I've been meaning to write another long how-to post for weeks. Here are just a few of the many, many ways to make magic water. All of them are quite unnecessary, but they're worth ploughing through because there's a party political broadcast at the end.

HOW TO MAKE HOLY WATER IN THE ROMAN CATHOLIC TRADITION

Lots of people have used lots of different ways for sanctifying water, but it was Catholic holy water I got asked about so I'm focusing on that one. Back in the old days, Catholic holy water was accounted a substance with real magical powers, so potent that it was kept locked up to stop it falling into mischievous hands. One of the interesting things about the Catholic Church is that a lot of what they did was straight-forward magic and they wanted to retain a monopoly on this magic. Their tactics included: writing everything down in Latin so people couldn't understand it, claiming that good magic could only be performed by their qualified practitioners, and that all other uses of magic were bad and should be pursued and punished.

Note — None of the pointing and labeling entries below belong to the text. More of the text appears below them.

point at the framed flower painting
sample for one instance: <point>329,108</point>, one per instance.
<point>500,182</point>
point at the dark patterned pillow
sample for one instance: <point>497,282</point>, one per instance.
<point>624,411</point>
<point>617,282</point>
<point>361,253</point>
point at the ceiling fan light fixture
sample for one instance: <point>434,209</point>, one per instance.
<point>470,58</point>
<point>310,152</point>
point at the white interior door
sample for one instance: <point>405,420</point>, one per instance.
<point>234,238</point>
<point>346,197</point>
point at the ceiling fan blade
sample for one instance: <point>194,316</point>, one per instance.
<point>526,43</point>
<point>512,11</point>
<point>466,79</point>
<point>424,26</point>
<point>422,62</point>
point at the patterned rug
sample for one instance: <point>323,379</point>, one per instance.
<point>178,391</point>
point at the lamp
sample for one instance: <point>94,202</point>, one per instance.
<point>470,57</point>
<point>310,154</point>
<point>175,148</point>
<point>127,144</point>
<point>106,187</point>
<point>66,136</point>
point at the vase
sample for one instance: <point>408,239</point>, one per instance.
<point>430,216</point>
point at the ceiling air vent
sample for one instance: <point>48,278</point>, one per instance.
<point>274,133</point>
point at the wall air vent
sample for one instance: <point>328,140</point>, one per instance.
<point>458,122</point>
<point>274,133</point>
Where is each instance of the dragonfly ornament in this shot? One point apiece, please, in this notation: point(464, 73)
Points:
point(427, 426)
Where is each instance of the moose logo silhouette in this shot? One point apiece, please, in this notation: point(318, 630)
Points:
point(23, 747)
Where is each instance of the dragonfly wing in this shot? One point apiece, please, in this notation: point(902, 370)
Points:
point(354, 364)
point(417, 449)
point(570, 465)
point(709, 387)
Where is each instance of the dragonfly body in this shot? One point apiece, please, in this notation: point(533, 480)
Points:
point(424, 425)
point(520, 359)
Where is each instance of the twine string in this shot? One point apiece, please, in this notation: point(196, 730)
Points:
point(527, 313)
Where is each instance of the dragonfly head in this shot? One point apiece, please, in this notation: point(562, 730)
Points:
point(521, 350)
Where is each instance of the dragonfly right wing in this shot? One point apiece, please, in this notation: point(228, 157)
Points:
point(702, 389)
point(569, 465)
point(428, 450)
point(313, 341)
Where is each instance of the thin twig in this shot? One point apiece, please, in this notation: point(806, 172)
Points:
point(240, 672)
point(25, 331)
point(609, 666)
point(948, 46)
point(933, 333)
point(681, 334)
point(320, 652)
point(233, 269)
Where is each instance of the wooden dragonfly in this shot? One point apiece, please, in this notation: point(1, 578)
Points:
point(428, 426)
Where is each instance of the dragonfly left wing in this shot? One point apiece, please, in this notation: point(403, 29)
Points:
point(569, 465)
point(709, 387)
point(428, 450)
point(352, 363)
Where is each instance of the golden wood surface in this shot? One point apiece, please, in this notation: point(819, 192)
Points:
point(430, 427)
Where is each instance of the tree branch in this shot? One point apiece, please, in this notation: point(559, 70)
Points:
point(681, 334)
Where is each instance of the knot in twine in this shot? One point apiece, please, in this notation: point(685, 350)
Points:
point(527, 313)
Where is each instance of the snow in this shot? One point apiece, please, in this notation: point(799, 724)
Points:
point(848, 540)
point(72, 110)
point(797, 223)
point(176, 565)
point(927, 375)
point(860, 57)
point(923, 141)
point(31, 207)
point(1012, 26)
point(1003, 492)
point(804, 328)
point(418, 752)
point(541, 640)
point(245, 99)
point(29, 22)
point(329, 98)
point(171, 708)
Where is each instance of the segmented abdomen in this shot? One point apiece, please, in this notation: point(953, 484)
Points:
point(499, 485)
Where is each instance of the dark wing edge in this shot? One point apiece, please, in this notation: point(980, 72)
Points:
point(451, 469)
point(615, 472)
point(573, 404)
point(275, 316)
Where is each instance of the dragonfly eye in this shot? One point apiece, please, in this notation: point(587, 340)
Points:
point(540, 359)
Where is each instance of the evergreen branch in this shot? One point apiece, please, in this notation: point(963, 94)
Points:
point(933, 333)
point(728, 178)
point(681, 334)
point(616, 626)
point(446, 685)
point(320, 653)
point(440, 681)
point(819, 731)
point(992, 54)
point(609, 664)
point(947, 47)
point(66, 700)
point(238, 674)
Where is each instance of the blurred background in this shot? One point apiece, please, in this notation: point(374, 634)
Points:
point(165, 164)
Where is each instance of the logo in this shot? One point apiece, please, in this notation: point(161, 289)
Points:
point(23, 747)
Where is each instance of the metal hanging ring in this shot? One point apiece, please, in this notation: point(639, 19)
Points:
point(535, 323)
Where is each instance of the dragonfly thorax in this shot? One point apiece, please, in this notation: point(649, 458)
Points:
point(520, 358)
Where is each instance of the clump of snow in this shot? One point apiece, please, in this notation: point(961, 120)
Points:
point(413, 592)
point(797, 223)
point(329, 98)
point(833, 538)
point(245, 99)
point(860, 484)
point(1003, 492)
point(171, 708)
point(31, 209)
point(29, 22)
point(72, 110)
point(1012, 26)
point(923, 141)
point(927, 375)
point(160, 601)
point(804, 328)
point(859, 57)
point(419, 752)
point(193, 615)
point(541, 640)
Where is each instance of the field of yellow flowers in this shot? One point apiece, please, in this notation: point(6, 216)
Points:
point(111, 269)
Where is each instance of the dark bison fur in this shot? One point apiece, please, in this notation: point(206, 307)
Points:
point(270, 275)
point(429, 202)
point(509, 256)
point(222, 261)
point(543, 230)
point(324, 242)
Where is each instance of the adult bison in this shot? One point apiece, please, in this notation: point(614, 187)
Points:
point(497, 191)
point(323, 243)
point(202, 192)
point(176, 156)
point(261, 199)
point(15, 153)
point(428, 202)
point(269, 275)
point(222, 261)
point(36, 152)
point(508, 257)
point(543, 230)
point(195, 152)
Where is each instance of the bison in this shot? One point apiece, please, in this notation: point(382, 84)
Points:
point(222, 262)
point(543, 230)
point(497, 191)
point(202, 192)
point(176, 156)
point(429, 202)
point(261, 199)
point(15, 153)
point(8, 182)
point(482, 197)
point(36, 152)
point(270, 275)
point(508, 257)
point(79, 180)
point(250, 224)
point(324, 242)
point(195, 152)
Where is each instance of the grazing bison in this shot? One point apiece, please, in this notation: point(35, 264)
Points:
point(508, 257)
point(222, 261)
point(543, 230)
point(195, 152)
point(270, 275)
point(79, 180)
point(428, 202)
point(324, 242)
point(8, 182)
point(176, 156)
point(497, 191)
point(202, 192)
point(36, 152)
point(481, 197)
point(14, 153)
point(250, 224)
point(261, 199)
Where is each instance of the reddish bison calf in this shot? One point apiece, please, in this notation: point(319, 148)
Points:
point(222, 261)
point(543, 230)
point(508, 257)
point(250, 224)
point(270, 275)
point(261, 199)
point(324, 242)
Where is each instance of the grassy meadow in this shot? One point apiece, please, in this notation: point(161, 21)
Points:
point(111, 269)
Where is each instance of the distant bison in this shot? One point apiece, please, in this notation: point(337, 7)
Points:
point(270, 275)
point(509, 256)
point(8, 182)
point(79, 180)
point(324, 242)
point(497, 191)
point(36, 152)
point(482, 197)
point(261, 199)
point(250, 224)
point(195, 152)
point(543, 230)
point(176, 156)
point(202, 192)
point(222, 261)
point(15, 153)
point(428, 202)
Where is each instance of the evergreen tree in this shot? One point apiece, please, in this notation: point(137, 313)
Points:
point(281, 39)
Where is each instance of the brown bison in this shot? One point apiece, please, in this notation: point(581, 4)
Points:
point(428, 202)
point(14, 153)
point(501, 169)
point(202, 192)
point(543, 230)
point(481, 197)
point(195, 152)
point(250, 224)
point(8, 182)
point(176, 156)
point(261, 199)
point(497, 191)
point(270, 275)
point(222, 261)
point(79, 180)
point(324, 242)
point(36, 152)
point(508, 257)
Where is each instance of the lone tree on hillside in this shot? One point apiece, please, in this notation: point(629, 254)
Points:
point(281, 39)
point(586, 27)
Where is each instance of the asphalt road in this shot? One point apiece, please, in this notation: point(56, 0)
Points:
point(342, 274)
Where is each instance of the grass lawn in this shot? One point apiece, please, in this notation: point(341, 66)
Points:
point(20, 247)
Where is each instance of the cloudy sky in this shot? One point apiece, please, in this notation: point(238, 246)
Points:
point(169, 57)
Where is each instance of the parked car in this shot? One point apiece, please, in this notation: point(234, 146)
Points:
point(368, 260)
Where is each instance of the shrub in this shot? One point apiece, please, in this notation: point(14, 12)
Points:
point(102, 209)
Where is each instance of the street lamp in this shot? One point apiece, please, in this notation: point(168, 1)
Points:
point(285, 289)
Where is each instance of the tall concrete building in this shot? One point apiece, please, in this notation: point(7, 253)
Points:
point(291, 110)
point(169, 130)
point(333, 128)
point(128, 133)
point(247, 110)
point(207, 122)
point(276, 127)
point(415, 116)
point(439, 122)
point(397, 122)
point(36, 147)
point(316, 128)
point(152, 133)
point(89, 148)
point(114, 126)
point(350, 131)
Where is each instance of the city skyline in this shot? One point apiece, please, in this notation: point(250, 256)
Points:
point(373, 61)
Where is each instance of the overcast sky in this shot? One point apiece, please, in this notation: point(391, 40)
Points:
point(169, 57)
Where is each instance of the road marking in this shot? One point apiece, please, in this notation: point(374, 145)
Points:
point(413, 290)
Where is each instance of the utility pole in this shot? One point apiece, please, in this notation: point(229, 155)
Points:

That's why it doesn't matter how well you know the ritual for making holy water, it won't work for you unless you're a Catholic priest. And priests don't get their powers just by knowing stuff and going through a ceremony. That's also magic, and can only be transmitted to them through the rite of ordination, in a chain of transmission that connects them all the way back to St Peter and to Christ himself. There is not supposed to be any way of 'stealing' this power, although you could go ahead and become a bad priest and then misuse it. But, if you're not a priest, first you need to get one, and once you've got one, this is what he'll do/would have done:
  1.  Exorcise all the dark forces out of some salt.
  2. Appeal to God to bless the salt and make it holy.
  3. Exorcise all the dark forces out of the water.
  4. Appeal to God to bless the water and make it holy.
  5. Add the salt to the water and stir thoroughly. 
The exorcisms very much take the form of magic spells, since they address the substance directly and assume the priest holds within himself the power to bring about the desired effect. Here is one for salt (see a complete but slightly different version of the rite from 1964):
The consecration of water on the Theophany. Kustodiev
For contrast, this is one of the rites of the
Eastern Orthodox Church
, which I didn't
have time to write about.
The Consecration of Water on the Theophany
by Boris Kustodiev, via Wikimedia Commons.
O salt, creature of God, I exorcise you by the living God, by the true God, by the holy God, by the God who ordered you to be poured into the water by Eliseo the Prophet so that its life-giving powers might be restored. I exorcise you so that you may become a means of salvation for believers, that you may bring health of soul and body to all who make use of you, and that you may put to flight and drive away from the places where you are sprinkled every apparition, villainy, and turn of devilish deceit, and every unclean spirit, adjured by Him Who will come to judge the living and the dead and the world by fire.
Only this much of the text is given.